Des recherches entamées en 2013

Un projet financé par la Faculté des Sciences de l’USJ, le Conseil National de la Recherche Scientifique Libanais et la Région Bretagne a porté sur l’étude des techniques de méthanisation sur divers déchets de l’industrie libanaise. « Nous avons entamé en 2013, des études sur la méthanisation avec le marc de raisin, qui s’est avéré très prometteur, ajoute la chercheuse porteuse du projet. Nous avons également développé et optimisé la méthanisation du marc d’olive et de café, ainsi que des déchets des pommes de terre et ceux provenant des industries laitière et aviaire. Ce sont les secteurs les plus actifs de l’industrie agroalimentaire au Liban. » Les déchets sont inoculés avec des bactéries provenant de bouses de vache élevées dans la région et seront digérés par ces microorganismes qui produiront le méthane et le digestat. Cette initiative permet aux agriculteurs d’utiliser moins de fertilisants, éloignant donc les produits chimiques de nos assiettes ainsi que des nappes phréatiques.

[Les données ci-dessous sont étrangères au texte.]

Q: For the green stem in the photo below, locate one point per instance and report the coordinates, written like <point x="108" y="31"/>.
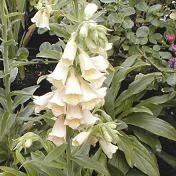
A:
<point x="76" y="7"/>
<point x="68" y="152"/>
<point x="5" y="54"/>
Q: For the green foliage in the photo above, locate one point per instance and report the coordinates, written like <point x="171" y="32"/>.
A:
<point x="141" y="86"/>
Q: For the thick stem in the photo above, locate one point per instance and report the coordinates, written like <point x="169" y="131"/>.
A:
<point x="68" y="152"/>
<point x="5" y="54"/>
<point x="76" y="7"/>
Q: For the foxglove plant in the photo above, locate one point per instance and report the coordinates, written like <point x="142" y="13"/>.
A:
<point x="78" y="88"/>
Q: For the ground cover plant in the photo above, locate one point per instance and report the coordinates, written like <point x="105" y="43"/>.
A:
<point x="97" y="97"/>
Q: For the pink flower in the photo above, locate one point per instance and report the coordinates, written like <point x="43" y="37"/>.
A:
<point x="170" y="38"/>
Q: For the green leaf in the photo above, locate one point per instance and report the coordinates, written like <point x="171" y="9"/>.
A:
<point x="127" y="11"/>
<point x="55" y="153"/>
<point x="49" y="51"/>
<point x="12" y="171"/>
<point x="119" y="75"/>
<point x="154" y="125"/>
<point x="170" y="159"/>
<point x="6" y="123"/>
<point x="137" y="86"/>
<point x="127" y="23"/>
<point x="119" y="162"/>
<point x="140" y="156"/>
<point x="149" y="139"/>
<point x="108" y="1"/>
<point x="171" y="79"/>
<point x="92" y="164"/>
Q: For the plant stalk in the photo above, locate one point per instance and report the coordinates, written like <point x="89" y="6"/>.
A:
<point x="5" y="54"/>
<point x="68" y="152"/>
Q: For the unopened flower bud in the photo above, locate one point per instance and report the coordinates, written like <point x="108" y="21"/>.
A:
<point x="84" y="31"/>
<point x="170" y="38"/>
<point x="172" y="62"/>
<point x="106" y="135"/>
<point x="28" y="143"/>
<point x="174" y="48"/>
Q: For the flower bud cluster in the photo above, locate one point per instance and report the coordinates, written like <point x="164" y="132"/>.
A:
<point x="78" y="87"/>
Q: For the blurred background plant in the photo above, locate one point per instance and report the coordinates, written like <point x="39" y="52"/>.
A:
<point x="141" y="95"/>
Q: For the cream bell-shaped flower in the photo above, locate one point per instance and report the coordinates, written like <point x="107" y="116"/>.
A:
<point x="97" y="83"/>
<point x="73" y="116"/>
<point x="73" y="91"/>
<point x="58" y="133"/>
<point x="74" y="112"/>
<point x="41" y="18"/>
<point x="80" y="138"/>
<point x="56" y="103"/>
<point x="89" y="96"/>
<point x="108" y="148"/>
<point x="72" y="123"/>
<point x="88" y="119"/>
<point x="90" y="10"/>
<point x="58" y="76"/>
<point x="41" y="102"/>
<point x="100" y="63"/>
<point x="89" y="71"/>
<point x="70" y="50"/>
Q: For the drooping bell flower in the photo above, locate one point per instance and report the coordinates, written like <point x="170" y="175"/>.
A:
<point x="56" y="103"/>
<point x="88" y="118"/>
<point x="80" y="138"/>
<point x="108" y="148"/>
<point x="41" y="102"/>
<point x="58" y="76"/>
<point x="70" y="50"/>
<point x="58" y="133"/>
<point x="41" y="18"/>
<point x="90" y="10"/>
<point x="72" y="90"/>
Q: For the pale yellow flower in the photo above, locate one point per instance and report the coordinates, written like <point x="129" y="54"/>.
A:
<point x="108" y="148"/>
<point x="69" y="53"/>
<point x="41" y="102"/>
<point x="90" y="10"/>
<point x="91" y="96"/>
<point x="58" y="133"/>
<point x="72" y="90"/>
<point x="88" y="69"/>
<point x="100" y="63"/>
<point x="72" y="123"/>
<point x="80" y="138"/>
<point x="58" y="76"/>
<point x="56" y="103"/>
<point x="41" y="18"/>
<point x="88" y="119"/>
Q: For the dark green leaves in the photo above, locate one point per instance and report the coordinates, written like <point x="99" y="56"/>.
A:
<point x="137" y="155"/>
<point x="154" y="125"/>
<point x="89" y="163"/>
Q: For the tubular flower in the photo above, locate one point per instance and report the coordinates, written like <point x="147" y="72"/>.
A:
<point x="58" y="133"/>
<point x="58" y="76"/>
<point x="69" y="52"/>
<point x="56" y="104"/>
<point x="80" y="138"/>
<point x="42" y="101"/>
<point x="108" y="148"/>
<point x="78" y="92"/>
<point x="90" y="9"/>
<point x="72" y="90"/>
<point x="41" y="18"/>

En 2018, l’idée était de créer un centre de méthanisation dans la Békaa, la principale région industrielle du Liban, où tous les déchets seraient centralisés pour fournir, de façon équitable, de l’électricité gratuite à tous les industriels. « Une étude de faisabilité avait été entamée, mais le projet a été suspendu en raison des crises », ajoute la professeure.

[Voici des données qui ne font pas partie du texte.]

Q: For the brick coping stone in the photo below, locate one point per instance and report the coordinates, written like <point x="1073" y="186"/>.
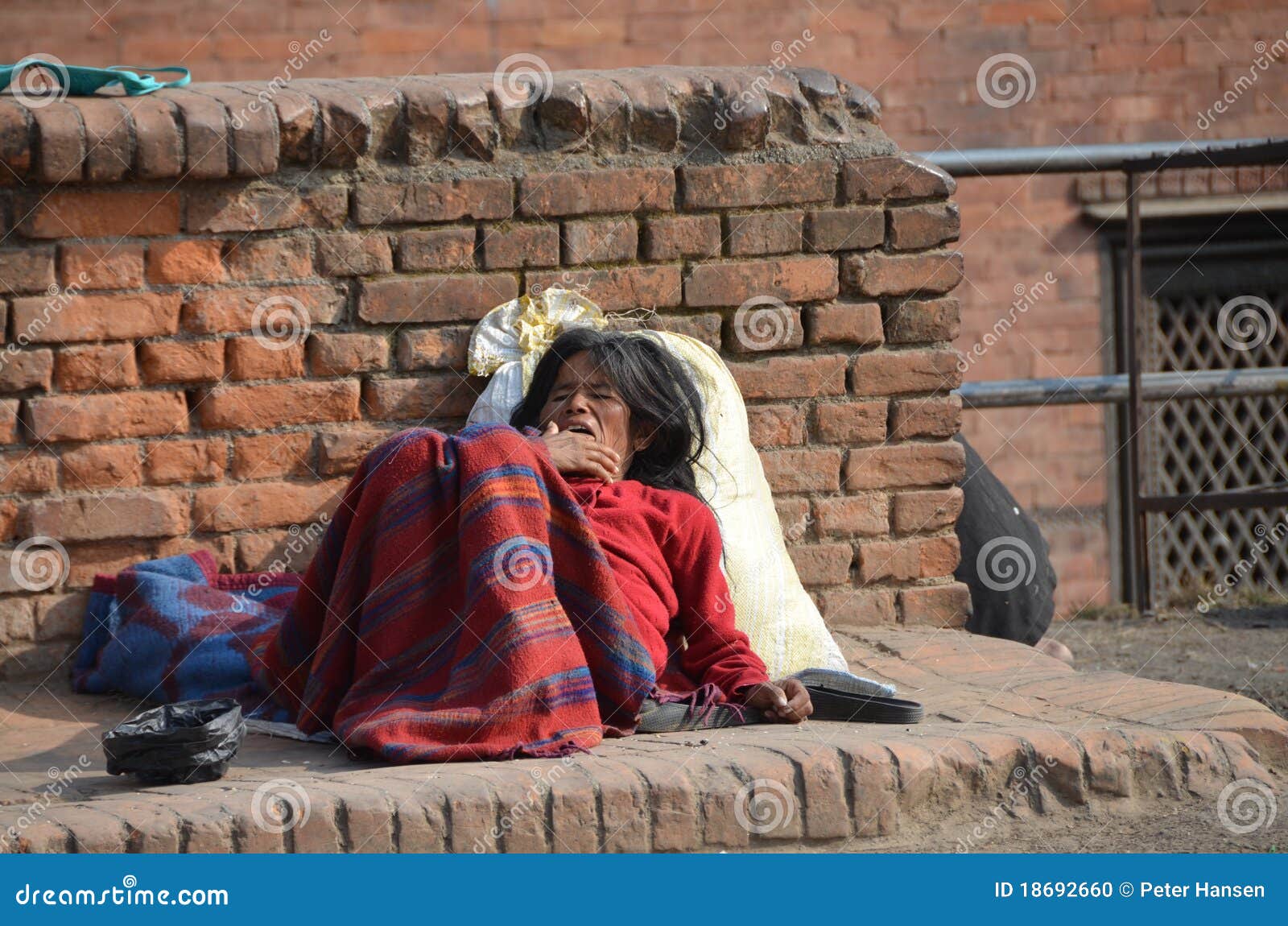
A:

Un projet d’économie circulaire bénéfique à plusieurs titres

« Bien plus qu'une recherche scientifique, il s’agit d’une passerelle entre les trois principaux acteurs du Liban, la société, l'industrie et la recherche scientifique. D’où son importance comme apporteur de solutions à une crise majeure », souligne Richard Maroun, vice-recteur à la recherche à l'USJ et partenaire du projet.

Les chercheurs ont eu plusieurs contacts avec différents industriels, mais la situation économique du pays n’a pas facilité la mise en œuvre de leurs projets. Malgré ces défis, ils ne baissent pas les bras et sont déterminés à concrétiser leurs objectifs, grâce à de nouvelles pistes sérieuses. Car ce projet d’économie circulaire, très prometteur, propose des solutions à plusieurs secteurs libanais : environnemental, sanitaire, industriel, agricole, énergétique et par la suite économique. L’implémentation de telles initiatives sont au cœur du redressement du pays du cèdre.